A program designed to increase access to treatment and infection-prevention tools has reduced malaria cases in southern Mozambique by 85 percent, but has not eliminated the disease, according to an analysis published by PLOS Medicine.

The Magude Program, a five-year initiative that provided people in the region with mosquito netting, antimalarial drugs and education on ways to prevent the mosquito-borne infection, prevented an estimated 40,000 cases of the disease, the researchers said, UPI reported.

As a result of the program, the percentage of the population infected with malaria dropped to 1.4 percent in 2018 from 9.1 percent three years earlier, they said.

“This is an extremely valuable project for advancing the fight against malaria,” Ariadna Bardolet, director of the international cooperation program at ‘la Caixa’ Foundation, one of the sponsors for the initiative, said in a statement.

Mozambique has among the highest per capita rates of malaria globally, according to the World Health Organization, which aims to eradicate the disease by 2050.

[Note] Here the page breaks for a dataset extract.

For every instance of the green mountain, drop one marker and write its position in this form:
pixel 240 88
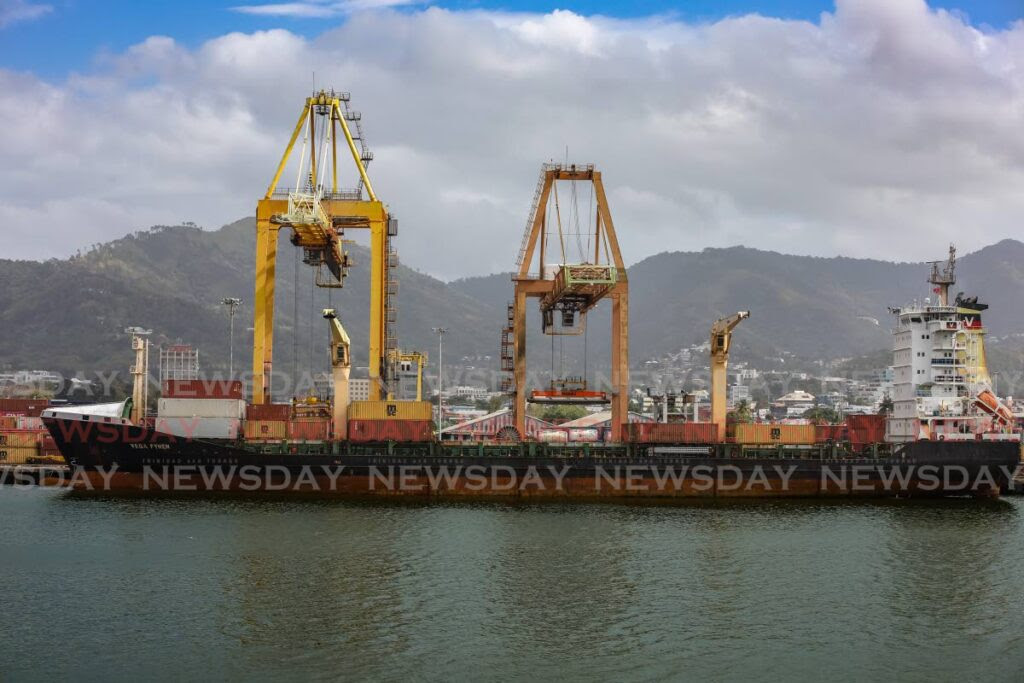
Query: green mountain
pixel 70 315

An estimated 230 million people worldwide are infected with the virus each year, and more than 400,000 die from the disease, the WHO estimates.

Working with the Barcelona Institute for Global Health and the Manhica Health Research Center, the Mozambican Alliance Towards Elimination of Malaria developed the Magude Project with financial support from ‘la Caixa’ and the Bill and Melinda Gates Foundation.

The program targeted Magude, a rural region in southern Mozambique with 48,448 people living in 10,695 households, the researchers said.

In the first phase of the program, the initiative established protocols for the detection and treatment of malaria cases and administered two rounds of antimalarial drugs to the entire population over two consecutive years, they said.

Initiative workers also distributed insecticide-treated bed-nets and conducted annual insecticide spraying in all households in the region.

“These findings unequivocally show that we can increase the number of lives saved by optimally applying the tools we have today, while we develop new ones to address the gap between low and zero transmission,” Philip Welkhoff, Malaria Program Director at the Bill and Melinda Gates Foundation, said in a statement.

“We can turn the corner and ultimately achieve malaria eradication.”